I've observed that my performance on a PT will affect my overall daily mood; if I have a good PT I'm ecstatic and have a sense of accomplishment, but if I score poorly it can throw a wrench in my entire week. Overall I'm very happy with the progress I've made, with a couple months left until test day I'm averaging my goal score, with time to still make improvements that should mitigate test-day anxiety, but I can't help but get bogged down by a single test or even a single section.
Today I PT'd the lowest I have in over a month, but only because my entire score was killed by a LG section with 3/4 games being In/Out, my biggest weakness. Even though I had my best LR section performance on the same PT, I feel like I've accomplished nothing. Contrasted with last week, when I scored my highest ever, I felt like I was on top of the world ready to take the June test by the horns.
I'm sure this is an issue that a lot of people here deal with, and I would be interested to hear how other's have dealt with this issue.
Comments
OP—I been there. It sounds like you might consider taking a break. I found that whenever I got too emotionally attached to PT performance, for better or for worse, that I was probably in the early stages of burnout and therefore a break was in order.
So to answer your question on how I dealt with this, all I did was keep on plowing ahead (on my normal PT schedule with scheduled days off for rest). I know this probably sounds cliche, but when faced with adversity like a disappointing PT all you can really do is keep working. I think Einstein said somewhere that adversity introduces a man to himself. I always keep that quote in mind when I hit rough patches in my life. Hope that helps a little.
@"Nicole Hopkins" Thanks for your response! I've been trying to deemphasize the amount of stress and time I put into my LSAT prep in general, and so far I've seen improvement. For a while I was doing 2-3 PTs a week, with little improvement, so I took a month off and have now been PTing once a week on Friday with much more improvement. I have a big exam coming up this week and an event next weekend, so now seems like the perfect time to take a week off! Thanks again.
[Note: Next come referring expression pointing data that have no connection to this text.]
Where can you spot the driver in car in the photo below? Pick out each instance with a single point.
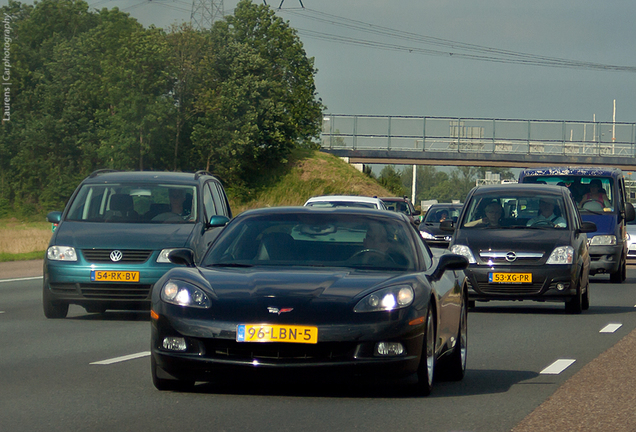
(546, 216)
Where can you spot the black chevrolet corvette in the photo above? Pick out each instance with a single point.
(306, 290)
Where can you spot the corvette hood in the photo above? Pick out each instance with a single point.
(315, 295)
(302, 284)
(88, 235)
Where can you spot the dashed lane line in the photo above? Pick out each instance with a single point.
(557, 367)
(122, 358)
(611, 328)
(20, 279)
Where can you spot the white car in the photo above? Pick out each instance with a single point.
(327, 201)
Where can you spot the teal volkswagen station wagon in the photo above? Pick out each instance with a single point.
(111, 242)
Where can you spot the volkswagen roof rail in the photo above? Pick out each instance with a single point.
(102, 171)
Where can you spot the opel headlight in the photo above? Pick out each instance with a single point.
(561, 255)
(386, 299)
(182, 293)
(605, 240)
(61, 253)
(464, 251)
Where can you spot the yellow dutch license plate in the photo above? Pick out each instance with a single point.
(114, 276)
(276, 333)
(510, 277)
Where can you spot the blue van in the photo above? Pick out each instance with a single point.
(601, 198)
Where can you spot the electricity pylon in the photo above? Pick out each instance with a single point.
(205, 13)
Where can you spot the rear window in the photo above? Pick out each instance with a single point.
(581, 189)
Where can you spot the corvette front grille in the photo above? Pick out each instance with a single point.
(232, 350)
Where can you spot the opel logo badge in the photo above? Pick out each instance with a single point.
(116, 256)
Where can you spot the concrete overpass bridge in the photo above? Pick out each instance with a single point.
(410, 140)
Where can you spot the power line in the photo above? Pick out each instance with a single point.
(455, 49)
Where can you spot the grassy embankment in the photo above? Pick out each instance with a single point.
(307, 174)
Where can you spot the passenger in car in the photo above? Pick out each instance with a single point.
(547, 216)
(493, 213)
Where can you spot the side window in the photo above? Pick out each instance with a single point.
(425, 251)
(219, 198)
(208, 202)
(621, 195)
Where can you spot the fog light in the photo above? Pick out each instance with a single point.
(389, 348)
(174, 344)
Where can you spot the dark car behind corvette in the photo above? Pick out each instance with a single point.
(521, 255)
(305, 290)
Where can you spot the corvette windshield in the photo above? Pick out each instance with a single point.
(315, 240)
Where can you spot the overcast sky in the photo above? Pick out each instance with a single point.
(402, 64)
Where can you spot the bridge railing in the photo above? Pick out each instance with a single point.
(475, 135)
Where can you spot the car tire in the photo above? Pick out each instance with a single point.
(575, 304)
(168, 384)
(453, 367)
(52, 309)
(426, 369)
(620, 275)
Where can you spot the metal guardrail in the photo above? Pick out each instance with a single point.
(478, 136)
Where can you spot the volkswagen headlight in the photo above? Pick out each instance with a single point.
(182, 293)
(561, 255)
(464, 251)
(604, 240)
(386, 299)
(427, 236)
(163, 256)
(61, 253)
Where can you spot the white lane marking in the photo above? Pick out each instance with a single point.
(611, 328)
(123, 358)
(19, 279)
(557, 367)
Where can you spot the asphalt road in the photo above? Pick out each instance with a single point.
(530, 368)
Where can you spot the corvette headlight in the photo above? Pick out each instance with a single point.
(163, 256)
(606, 240)
(464, 251)
(182, 293)
(561, 255)
(386, 299)
(427, 236)
(61, 253)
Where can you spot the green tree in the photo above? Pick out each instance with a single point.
(390, 178)
(261, 101)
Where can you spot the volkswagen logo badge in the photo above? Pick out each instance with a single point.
(116, 256)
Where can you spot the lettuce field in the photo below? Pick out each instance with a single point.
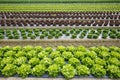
(59, 39)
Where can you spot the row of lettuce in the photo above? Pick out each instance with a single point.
(68, 61)
(59, 1)
(60, 33)
(75, 7)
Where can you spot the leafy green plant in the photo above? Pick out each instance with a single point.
(34, 61)
(53, 70)
(74, 61)
(68, 71)
(7, 60)
(114, 61)
(39, 70)
(113, 71)
(46, 61)
(9, 70)
(42, 54)
(55, 54)
(61, 48)
(100, 61)
(24, 70)
(88, 62)
(59, 61)
(98, 70)
(31, 54)
(82, 70)
(67, 55)
(20, 60)
(79, 55)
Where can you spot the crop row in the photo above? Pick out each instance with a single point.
(60, 34)
(59, 15)
(69, 61)
(58, 22)
(60, 7)
(59, 1)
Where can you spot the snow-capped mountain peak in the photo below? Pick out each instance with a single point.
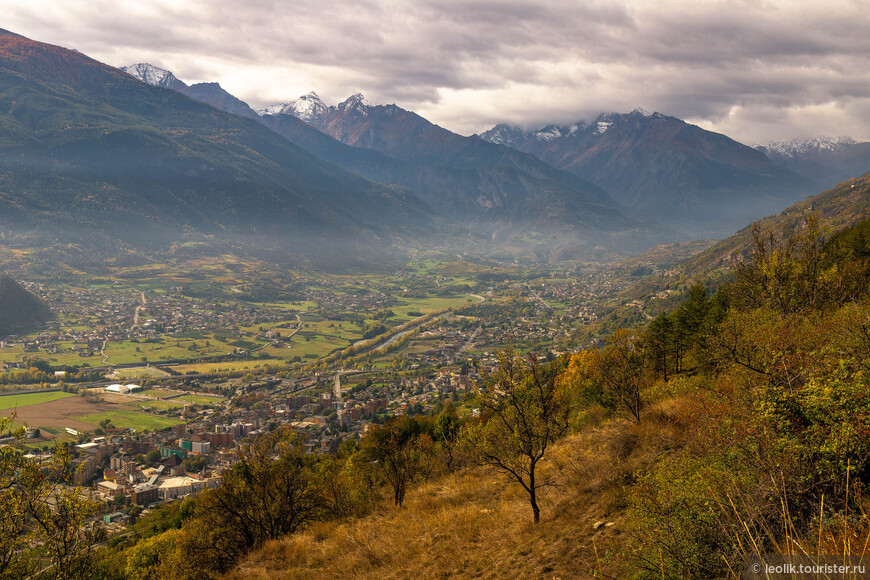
(154, 75)
(504, 134)
(550, 132)
(356, 102)
(803, 146)
(308, 108)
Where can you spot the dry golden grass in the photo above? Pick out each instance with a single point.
(478, 524)
(474, 524)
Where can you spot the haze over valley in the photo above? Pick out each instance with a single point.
(530, 291)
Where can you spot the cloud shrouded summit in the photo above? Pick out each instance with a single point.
(758, 72)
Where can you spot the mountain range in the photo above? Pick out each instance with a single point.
(500, 194)
(699, 182)
(19, 309)
(823, 160)
(89, 152)
(676, 172)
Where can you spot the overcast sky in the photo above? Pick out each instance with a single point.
(757, 70)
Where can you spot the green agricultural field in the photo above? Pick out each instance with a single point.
(129, 419)
(199, 399)
(27, 399)
(140, 373)
(162, 405)
(226, 366)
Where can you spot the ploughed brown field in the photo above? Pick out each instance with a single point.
(59, 413)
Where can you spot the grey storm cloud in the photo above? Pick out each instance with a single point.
(757, 70)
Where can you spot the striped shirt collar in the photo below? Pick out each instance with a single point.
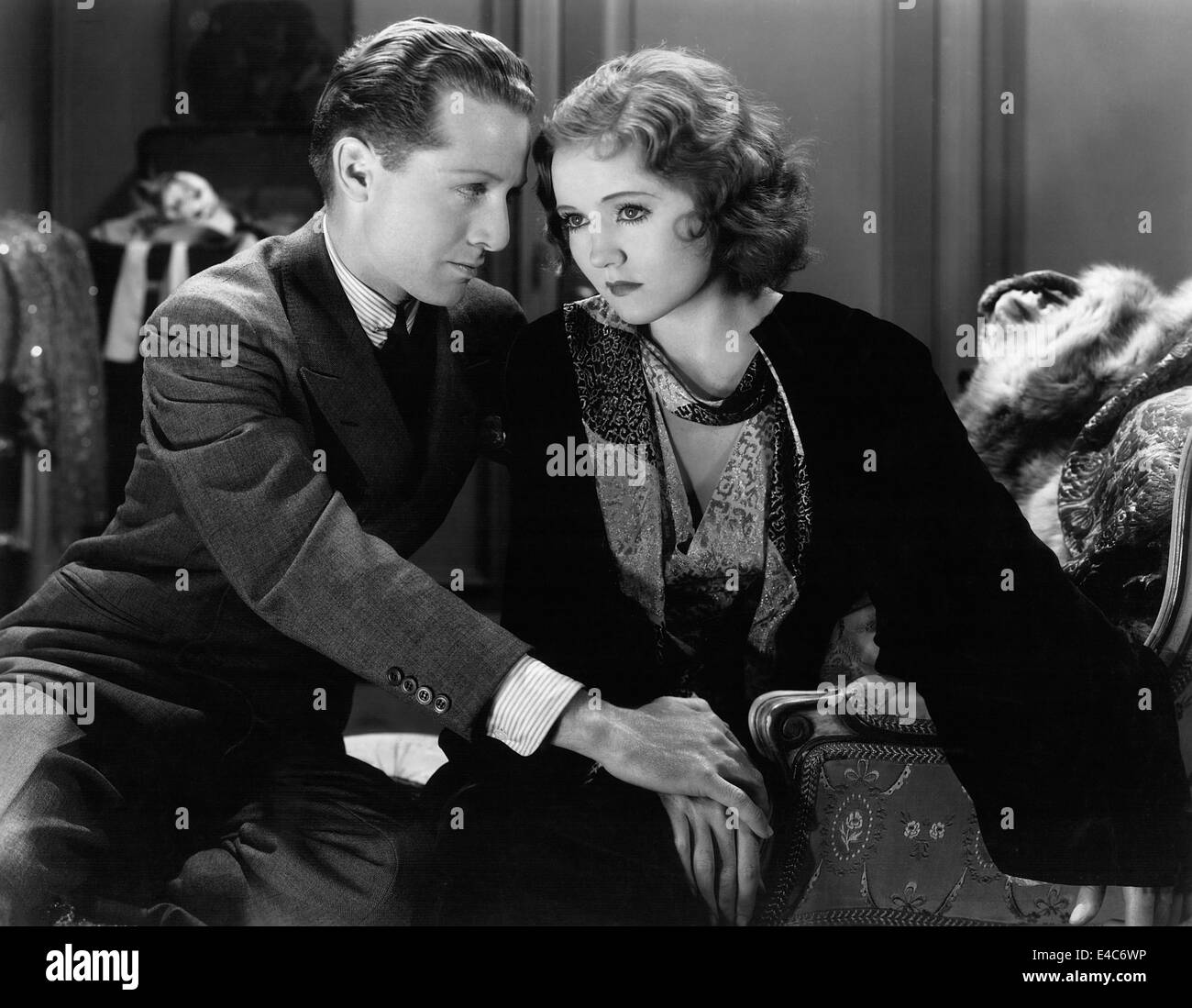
(376, 313)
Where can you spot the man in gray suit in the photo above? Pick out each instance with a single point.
(171, 749)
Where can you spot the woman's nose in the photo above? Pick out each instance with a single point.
(603, 249)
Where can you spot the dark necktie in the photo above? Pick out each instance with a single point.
(408, 363)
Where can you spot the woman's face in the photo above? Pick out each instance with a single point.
(627, 229)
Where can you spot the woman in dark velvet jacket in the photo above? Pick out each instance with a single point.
(707, 472)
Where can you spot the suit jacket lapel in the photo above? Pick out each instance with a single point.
(452, 427)
(338, 366)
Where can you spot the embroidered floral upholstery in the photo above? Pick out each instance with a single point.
(880, 830)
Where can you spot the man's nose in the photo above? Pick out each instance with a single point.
(603, 249)
(490, 228)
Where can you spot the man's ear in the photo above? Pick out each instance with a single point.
(1023, 298)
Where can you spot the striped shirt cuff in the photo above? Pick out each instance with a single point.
(528, 703)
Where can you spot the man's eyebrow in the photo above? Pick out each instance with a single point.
(487, 173)
(613, 195)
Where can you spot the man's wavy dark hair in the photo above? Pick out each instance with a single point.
(700, 130)
(385, 90)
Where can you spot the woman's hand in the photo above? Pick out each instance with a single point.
(1143, 905)
(720, 854)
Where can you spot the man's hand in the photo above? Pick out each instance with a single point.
(722, 862)
(674, 746)
(1143, 905)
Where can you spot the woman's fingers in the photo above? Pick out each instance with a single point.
(680, 832)
(731, 796)
(726, 874)
(1088, 902)
(1140, 905)
(703, 864)
(749, 874)
(1164, 903)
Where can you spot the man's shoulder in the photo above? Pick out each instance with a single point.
(246, 285)
(487, 305)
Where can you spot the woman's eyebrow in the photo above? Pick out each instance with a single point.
(612, 195)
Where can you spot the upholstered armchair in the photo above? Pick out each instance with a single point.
(880, 830)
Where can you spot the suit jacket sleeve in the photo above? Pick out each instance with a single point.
(242, 467)
(1060, 728)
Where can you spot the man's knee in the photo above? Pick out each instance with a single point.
(49, 834)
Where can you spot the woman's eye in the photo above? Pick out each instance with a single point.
(633, 214)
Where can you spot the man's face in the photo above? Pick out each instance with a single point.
(425, 229)
(628, 231)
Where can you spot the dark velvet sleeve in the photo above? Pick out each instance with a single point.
(1061, 730)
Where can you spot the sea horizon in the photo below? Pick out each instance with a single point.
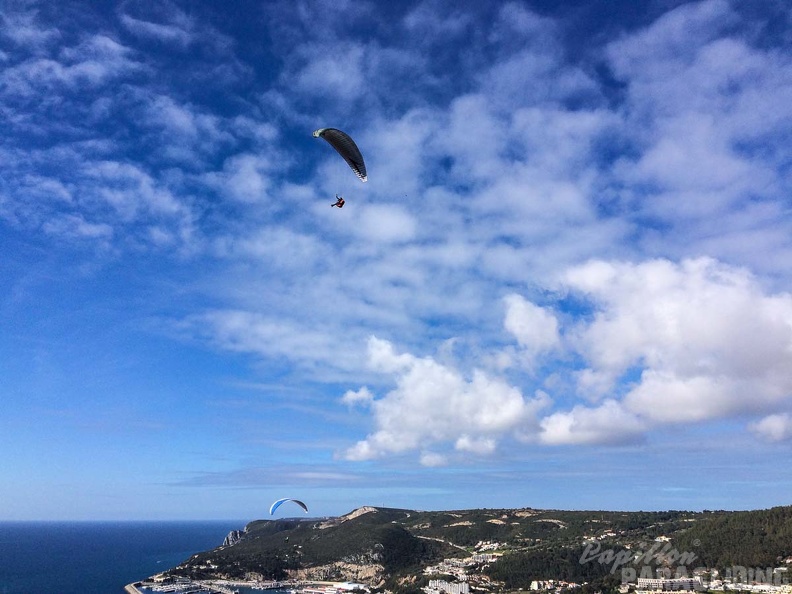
(98, 556)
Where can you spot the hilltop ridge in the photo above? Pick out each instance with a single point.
(396, 549)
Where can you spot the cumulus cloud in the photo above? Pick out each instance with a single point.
(534, 327)
(608, 423)
(775, 428)
(433, 404)
(665, 342)
(707, 339)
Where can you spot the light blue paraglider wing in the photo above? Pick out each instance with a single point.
(280, 502)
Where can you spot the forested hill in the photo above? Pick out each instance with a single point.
(384, 546)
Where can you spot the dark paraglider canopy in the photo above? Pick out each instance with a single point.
(346, 147)
(280, 502)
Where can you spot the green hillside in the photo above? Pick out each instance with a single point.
(389, 548)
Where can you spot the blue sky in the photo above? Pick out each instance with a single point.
(566, 283)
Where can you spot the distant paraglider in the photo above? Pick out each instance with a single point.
(280, 502)
(346, 147)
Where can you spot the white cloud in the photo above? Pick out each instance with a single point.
(708, 340)
(434, 404)
(361, 396)
(609, 423)
(774, 428)
(534, 327)
(386, 223)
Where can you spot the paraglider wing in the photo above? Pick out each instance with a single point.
(346, 147)
(280, 502)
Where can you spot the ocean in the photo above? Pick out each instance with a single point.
(97, 557)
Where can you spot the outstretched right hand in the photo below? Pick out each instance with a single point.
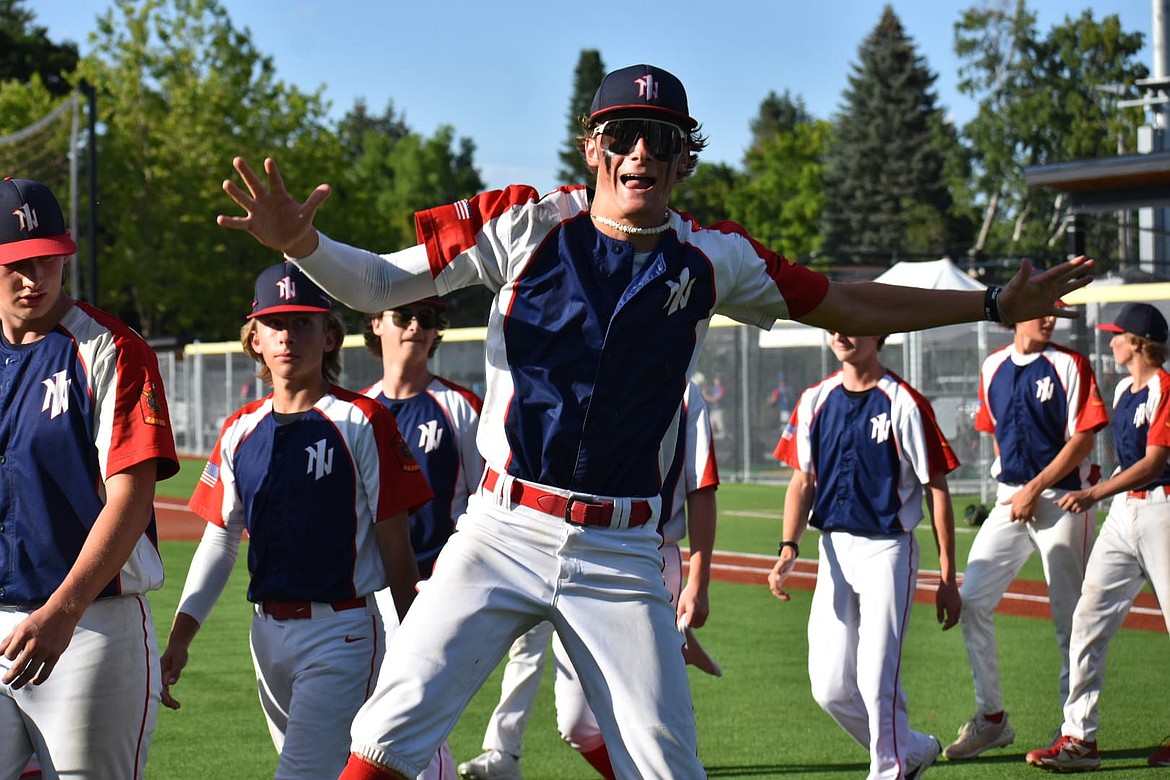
(780, 571)
(274, 218)
(173, 661)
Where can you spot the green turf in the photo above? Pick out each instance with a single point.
(756, 722)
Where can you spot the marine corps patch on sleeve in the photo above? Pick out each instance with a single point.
(151, 409)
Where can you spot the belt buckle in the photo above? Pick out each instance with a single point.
(586, 505)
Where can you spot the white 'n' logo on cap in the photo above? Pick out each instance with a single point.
(647, 87)
(27, 218)
(286, 288)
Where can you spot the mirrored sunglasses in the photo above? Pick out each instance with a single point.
(426, 318)
(663, 139)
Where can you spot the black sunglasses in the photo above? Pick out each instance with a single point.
(426, 317)
(663, 139)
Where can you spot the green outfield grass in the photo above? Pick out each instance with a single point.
(756, 722)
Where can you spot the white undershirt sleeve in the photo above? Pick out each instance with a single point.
(211, 567)
(365, 281)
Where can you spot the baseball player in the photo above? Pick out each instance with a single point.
(1134, 544)
(323, 482)
(688, 498)
(438, 418)
(603, 298)
(85, 436)
(1041, 402)
(865, 448)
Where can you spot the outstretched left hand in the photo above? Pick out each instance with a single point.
(1031, 296)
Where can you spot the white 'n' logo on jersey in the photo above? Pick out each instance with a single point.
(321, 460)
(1045, 388)
(1142, 415)
(56, 394)
(429, 436)
(879, 428)
(680, 292)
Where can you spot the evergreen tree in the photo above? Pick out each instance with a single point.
(1043, 99)
(886, 195)
(780, 197)
(589, 74)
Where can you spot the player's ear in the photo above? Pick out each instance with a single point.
(592, 152)
(376, 323)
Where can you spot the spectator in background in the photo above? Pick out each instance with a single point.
(714, 399)
(865, 450)
(438, 418)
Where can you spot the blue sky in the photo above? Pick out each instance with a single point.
(501, 73)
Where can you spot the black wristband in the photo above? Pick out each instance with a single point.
(991, 304)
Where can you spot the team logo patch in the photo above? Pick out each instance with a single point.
(405, 458)
(150, 407)
(210, 476)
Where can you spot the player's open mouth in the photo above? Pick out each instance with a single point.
(634, 181)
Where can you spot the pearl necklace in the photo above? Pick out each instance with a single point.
(634, 230)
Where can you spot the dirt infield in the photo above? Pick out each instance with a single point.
(1025, 598)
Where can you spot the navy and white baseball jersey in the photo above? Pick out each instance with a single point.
(576, 399)
(1141, 419)
(439, 426)
(1031, 427)
(81, 405)
(868, 451)
(309, 492)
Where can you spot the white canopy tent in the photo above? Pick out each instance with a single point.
(933, 275)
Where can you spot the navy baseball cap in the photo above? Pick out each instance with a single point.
(283, 288)
(1140, 319)
(31, 222)
(642, 91)
(435, 303)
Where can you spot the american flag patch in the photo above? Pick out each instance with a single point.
(210, 476)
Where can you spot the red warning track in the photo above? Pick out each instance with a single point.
(1025, 598)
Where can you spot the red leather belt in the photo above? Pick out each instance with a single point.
(572, 510)
(303, 609)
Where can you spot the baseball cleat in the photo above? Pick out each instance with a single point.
(1161, 757)
(928, 760)
(694, 654)
(1066, 754)
(979, 734)
(491, 765)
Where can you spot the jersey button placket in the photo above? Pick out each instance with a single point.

@GordonBombay Thank you for sharing your experience, I think that it's inevitable that most people get caught up in the numbers during the process. I appreciate you including the quote, I'm going to try to track down that quote and keep it in my backpack as a reminder. I was actually hoping that someone would include some quotes that they turned to in these situations, so thank you!
Don't let one or two bad scores bring you down. I'm willing to bet that for everyone one bad score, you have AT LEAST two good, if not great scores.